Durante discurso no encerramento do Fórum Empresarial Brasil–Coreia do Sul, realizado em Seul nesta segunda-feira (23), Lula afirmou que a relação entre Brasil e Coreia do Sul demonstra que a confiança mútua e a cooperação econômica produzem resultados positivos para ambos os lados. Para o presidente, parcerias sustentadas por interesses comuns fortalecem o comércio global.
“A melhor resposta à tentativa de usar o comércio como arma é mostrar que é possível alcançar entendimentos mutuamente benéficos por meio do diálogo e da negociação. A relação entre o Brasil e a República da Coreia, dois países ligados por fortes laços humanos e vínculos empresariais, é a prova de que a confiança e a cooperação valem a pena”, afirmou.

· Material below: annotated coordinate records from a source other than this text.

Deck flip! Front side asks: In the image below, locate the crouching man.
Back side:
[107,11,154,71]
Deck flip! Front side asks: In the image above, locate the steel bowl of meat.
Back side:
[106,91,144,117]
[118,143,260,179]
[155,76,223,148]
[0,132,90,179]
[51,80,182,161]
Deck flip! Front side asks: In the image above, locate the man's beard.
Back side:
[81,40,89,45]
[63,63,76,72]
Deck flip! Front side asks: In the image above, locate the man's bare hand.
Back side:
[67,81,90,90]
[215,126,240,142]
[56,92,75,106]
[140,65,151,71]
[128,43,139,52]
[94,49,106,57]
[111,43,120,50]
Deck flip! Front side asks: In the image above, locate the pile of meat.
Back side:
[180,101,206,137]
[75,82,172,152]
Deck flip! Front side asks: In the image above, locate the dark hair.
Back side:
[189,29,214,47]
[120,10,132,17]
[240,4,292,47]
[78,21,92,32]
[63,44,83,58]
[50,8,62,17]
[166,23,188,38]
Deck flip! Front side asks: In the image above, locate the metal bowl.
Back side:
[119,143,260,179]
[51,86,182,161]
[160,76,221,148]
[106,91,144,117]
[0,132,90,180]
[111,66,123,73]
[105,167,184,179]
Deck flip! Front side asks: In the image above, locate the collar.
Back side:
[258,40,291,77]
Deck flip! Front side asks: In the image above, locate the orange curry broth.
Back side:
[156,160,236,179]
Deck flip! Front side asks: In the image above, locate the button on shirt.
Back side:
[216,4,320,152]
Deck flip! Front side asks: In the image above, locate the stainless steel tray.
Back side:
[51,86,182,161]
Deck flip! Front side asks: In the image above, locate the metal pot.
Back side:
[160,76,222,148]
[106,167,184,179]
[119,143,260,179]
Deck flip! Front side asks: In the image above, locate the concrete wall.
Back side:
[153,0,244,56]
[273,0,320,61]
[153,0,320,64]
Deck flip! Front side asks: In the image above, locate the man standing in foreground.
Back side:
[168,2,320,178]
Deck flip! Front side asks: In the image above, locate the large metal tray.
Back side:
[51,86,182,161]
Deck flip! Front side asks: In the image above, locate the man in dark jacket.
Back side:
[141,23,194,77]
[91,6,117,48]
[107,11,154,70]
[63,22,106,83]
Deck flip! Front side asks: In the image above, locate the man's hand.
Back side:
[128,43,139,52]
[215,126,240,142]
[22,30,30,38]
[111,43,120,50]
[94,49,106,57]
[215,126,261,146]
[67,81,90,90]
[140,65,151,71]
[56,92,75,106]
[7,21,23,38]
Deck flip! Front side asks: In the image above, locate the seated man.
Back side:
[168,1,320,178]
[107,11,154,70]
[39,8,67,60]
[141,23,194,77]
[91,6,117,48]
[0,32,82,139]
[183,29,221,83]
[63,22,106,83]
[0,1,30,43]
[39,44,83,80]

As declarações ocorreram dias após o anúncio do presidente dos Estados Unidos, Donald Trump, de uma tarifa global de 10%, elevada posteriormente para 15%, após a Suprema Corte impedir o uso da Lei de Poderes Econômicos e Emergência Internacional. Antes da viagem à Ásia, Lula já havia afirmado que o Brasil não deseja uma nova Guerra Fria e defendeu relações equilibradas com todos os países.
No mesmo pronunciamento, o presidente brasileiro voltou a defender a retomada das negociações para um acordo comercial entre o Mercosul e a Coreia do Sul. Ele citou o recente acordo entre o Mercosul e a União Europeia como exemplo do avanço do bloco em tratativas comerciais e destacou a importância de ampliar parcerias estratégicas.